World Models and Video Generation

World Models are a core capability of embodied intelligence: by internally simulating future states, they enable robots to "imagine" the consequences of their actions. Starting from mathematical definitions, this article reviews the applications of world models in robotics and their convergence with video generation technologies.

Related notes: World Models (General) | Introduction to Robot Foundation Models

1. Mathematical Definition of World Models

1.1 Basic Form

The core of a world model is learning the environment's state transition function:

\[p_\theta(s_{t+1} | s_t, a_t)\]

where \(s_t\) is the environment state at time \(t\), and \(a_t\) is the agent's action.

However, in practical robot scenarios, we typically cannot directly access the complete environment state \(s_t\); we can only obtain observations \(o_t\) (e.g., images). Therefore, a latent state space must be introduced:

\[z_t = f_\phi(o_t) \quad \text{(Encoder: observation → latent state)}\]

\[\hat{z}_{t+1} = g_\theta(z_t, a_t) \quad \text{(Transition model: predict next latent state)}\]

\[\hat{o}_{t+1} = d_\psi(z_{t+1}) \quad \text{(Decoder: latent state → predicted observation)}\]
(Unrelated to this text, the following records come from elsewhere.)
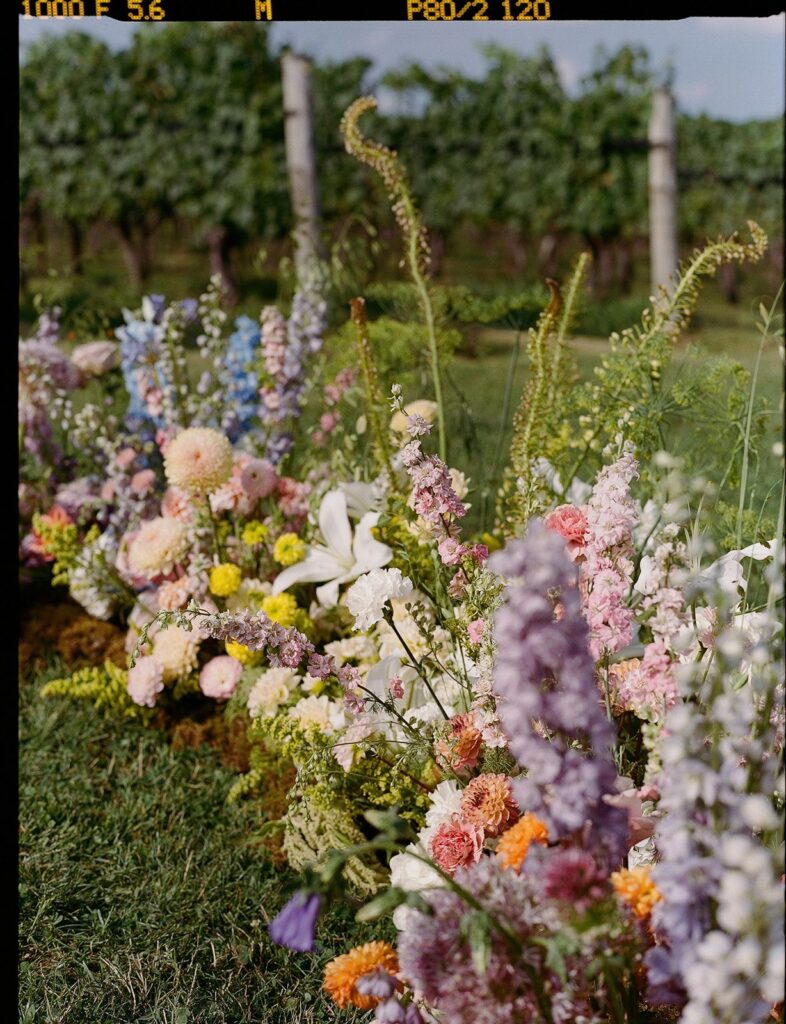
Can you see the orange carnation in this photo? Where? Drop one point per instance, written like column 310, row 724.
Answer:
column 636, row 888
column 514, row 845
column 343, row 973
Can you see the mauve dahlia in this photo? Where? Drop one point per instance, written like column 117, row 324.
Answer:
column 199, row 459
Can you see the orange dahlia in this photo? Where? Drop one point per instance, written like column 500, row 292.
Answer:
column 488, row 802
column 515, row 843
column 636, row 888
column 343, row 973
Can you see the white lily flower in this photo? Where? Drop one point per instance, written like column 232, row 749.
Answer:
column 342, row 557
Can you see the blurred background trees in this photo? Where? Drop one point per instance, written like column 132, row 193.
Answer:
column 166, row 162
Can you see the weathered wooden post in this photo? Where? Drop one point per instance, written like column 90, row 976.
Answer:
column 301, row 164
column 662, row 139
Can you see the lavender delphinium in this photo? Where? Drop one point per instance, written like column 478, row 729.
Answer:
column 544, row 674
column 286, row 348
column 294, row 925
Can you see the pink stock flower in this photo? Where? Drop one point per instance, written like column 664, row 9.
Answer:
column 145, row 681
column 476, row 630
column 456, row 844
column 451, row 551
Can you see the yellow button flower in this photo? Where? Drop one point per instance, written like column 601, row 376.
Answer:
column 224, row 579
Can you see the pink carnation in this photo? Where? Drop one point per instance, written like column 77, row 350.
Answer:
column 456, row 844
column 219, row 677
column 145, row 681
column 570, row 522
column 476, row 630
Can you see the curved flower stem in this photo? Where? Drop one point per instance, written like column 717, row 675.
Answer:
column 417, row 666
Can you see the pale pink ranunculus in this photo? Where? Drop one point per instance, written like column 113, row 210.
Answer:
column 176, row 504
column 476, row 630
column 145, row 681
column 142, row 481
column 125, row 458
column 220, row 676
column 259, row 478
column 96, row 357
column 456, row 844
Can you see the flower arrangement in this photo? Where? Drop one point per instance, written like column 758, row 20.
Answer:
column 553, row 752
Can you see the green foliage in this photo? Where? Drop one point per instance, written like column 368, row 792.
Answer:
column 104, row 687
column 140, row 896
column 629, row 391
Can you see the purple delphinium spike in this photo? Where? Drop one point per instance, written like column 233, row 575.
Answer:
column 294, row 925
column 544, row 674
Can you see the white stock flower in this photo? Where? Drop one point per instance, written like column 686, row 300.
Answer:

\[\hat{r}_t = r_\xi(z_t, a_t) \quad \text{(Reward predictor)}\]

1.2 Complete Objective

Training a world model typically involves jointly optimizing multiple objectives:

\[\mathcal{L} = \underbrace{\mathcal{L}_{\text{recon}}}_{\text{reconstruction loss}} + \beta \underbrace{\mathcal{L}_{\text{KL}}}_{\text{regularization}} + \gamma \underbrace{\mathcal{L}_{\text{reward}}}_{\text{reward prediction}} + \delta \underbrace{\mathcal{L}_{\text{dyn}}}_{\text{dynamics consistency}}\]

where:

\(\mathcal{L}_{\text{recon}} = \|o_t - \hat{o}_t\|^2\): Reconstruction loss
\(\mathcal{L}_{\text{KL}} = D_{\text{KL}}(q(z_t|o_t) \| p(z_t|z_{t-1}, a_{t-1}))\): Consistency between posterior and prior
\(\mathcal{L}_{\text{reward}} = \|r_t - \hat{r}_t\|^2\): Reward prediction loss
\(\mathcal{L}_{\text{dyn}}\): Dynamics prediction accuracy

1.3 Uses of World Models in Robotics

graph TB
    WM[World Model<br/>p(s_t+1 | s_t, a_t)]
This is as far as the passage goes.